Minori fuori famiglia, la tutela non diventi una prigione e un incubo

Minori fuori famiglia, la tutela non diventi una prigione e un incubo

Il tema dei minori fuori famiglia è estremamente delicato e difficile. Da un lato vi è l’esigenza di salvaguardare i minori da ambienti pericolosi. Dall’altro le misure di allentamento dalla famiglia naturale dovrebbero essere l’extrema ratio da porre in essere soltanto in casi limite e per il minor tempo possibile. Purtroppo la realtà si rivela spesso diversa, come dimostra la triste e assurda vicenda che mi è stata raccontata da una madre a cui da anni sarebbe stata sottratta la figlia all’età di 7 anni. Ora sarebbe autorizzata ad incontrare per solo due ore alla settimana, nonostante relazioni positive sulla madre. Mancherebbe ancora il provvedimento del giudice, che tarda ad arrivare, mentre il tempo trascorre con grandi sofferenze delle persone coinvolte.

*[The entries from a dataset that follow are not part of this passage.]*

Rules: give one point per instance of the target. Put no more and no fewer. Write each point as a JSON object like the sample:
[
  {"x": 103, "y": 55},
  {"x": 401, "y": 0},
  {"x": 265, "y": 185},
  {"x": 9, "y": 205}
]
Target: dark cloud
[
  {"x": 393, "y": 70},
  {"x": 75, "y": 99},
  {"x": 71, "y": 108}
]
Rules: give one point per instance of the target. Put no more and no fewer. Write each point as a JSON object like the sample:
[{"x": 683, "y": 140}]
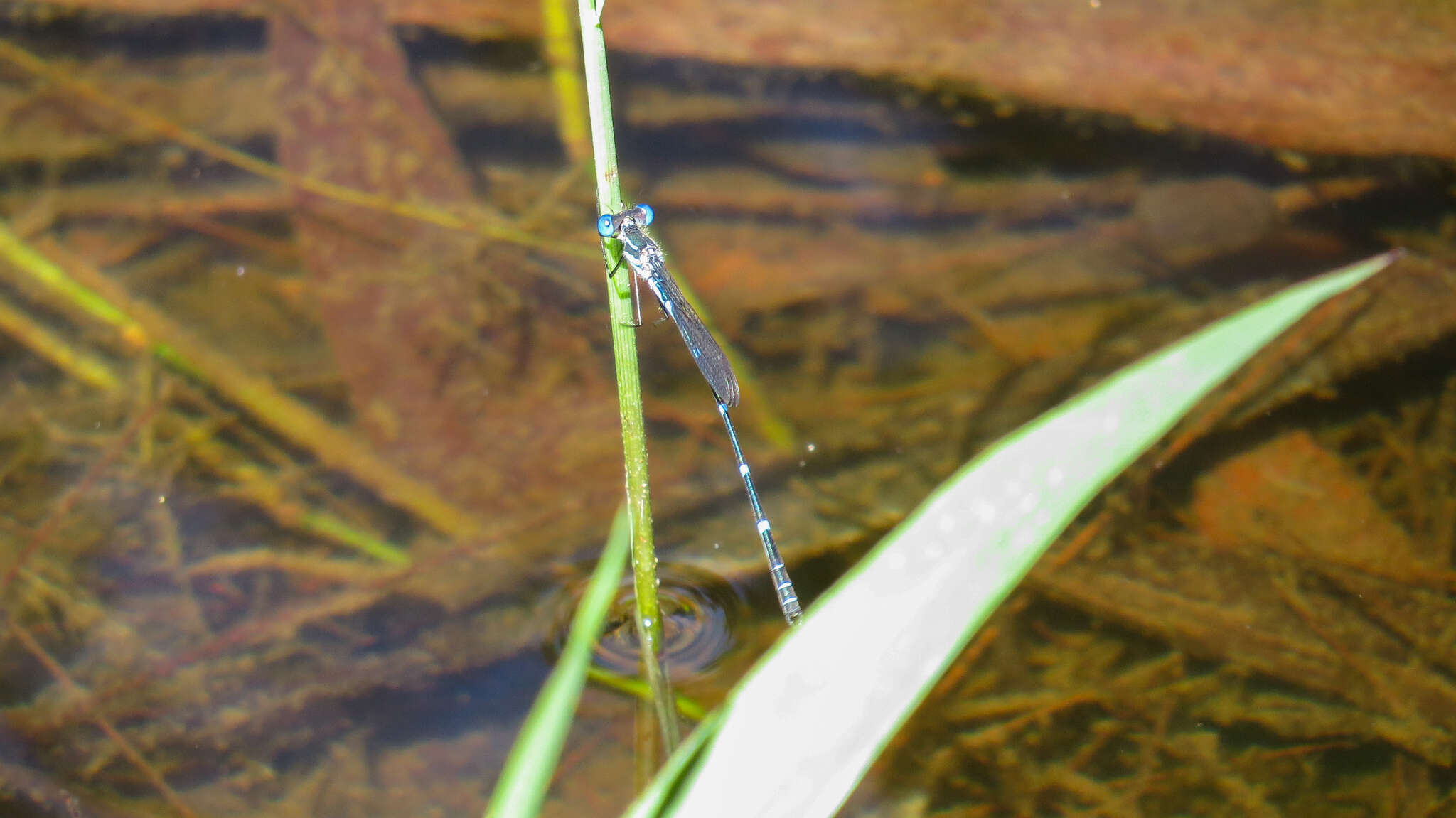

Sulla vicenda ho depositato una interrogazione alla Giunta, che però è l’occasione per ottenere un quadro aggiornato sulla problematica dei minori fuori famiglia, che sarà oggetto di altre nostre iniziative.

Bisogna evitare che un utile e importante strumento di tutela dei minori degeneri in un incubo burocratico che sottragga i minori alle proprie famiglie con troppa leggerezza, diventando un “parcheggio” a tempo indeterminato per ragazzi e ragazze. Troppo spesso l’inadeguatezza della normativa, l’inefficienza della burocrazia, conflitti di interesse e grandi somme di denaro rischiano di trasformare le comunità in “prigioni senza sbarre”.

Servono maggiori controlli sulle persone che decidono il destino dei minori e sulle strutture.

Dobbiamo evitare che la medicina diventi peggiore del male, gettando discredito anche sui tanti giudici, tutori, operatori e comunità che seguono i minori con professionalità e amore. La Regione non può interferire nei singoli casi, ma può comunque fare molto: emanare norme chiare, prevenire l’allontanamento dei minori dalle loro famiglie con supporti economici, sostenere la macchina giudiziaria e dell’assistenza sociale con adeguate risorse e aumentare i controlli di propria competenza. Terribili fatti di cronaca, come la morte della piccola Daniela Sanjuan, devono almeno costringerci a prestare attenzione a chi non ha voce e fare tutto ciò che è in nostro potere affinché mai più si possano ripetere.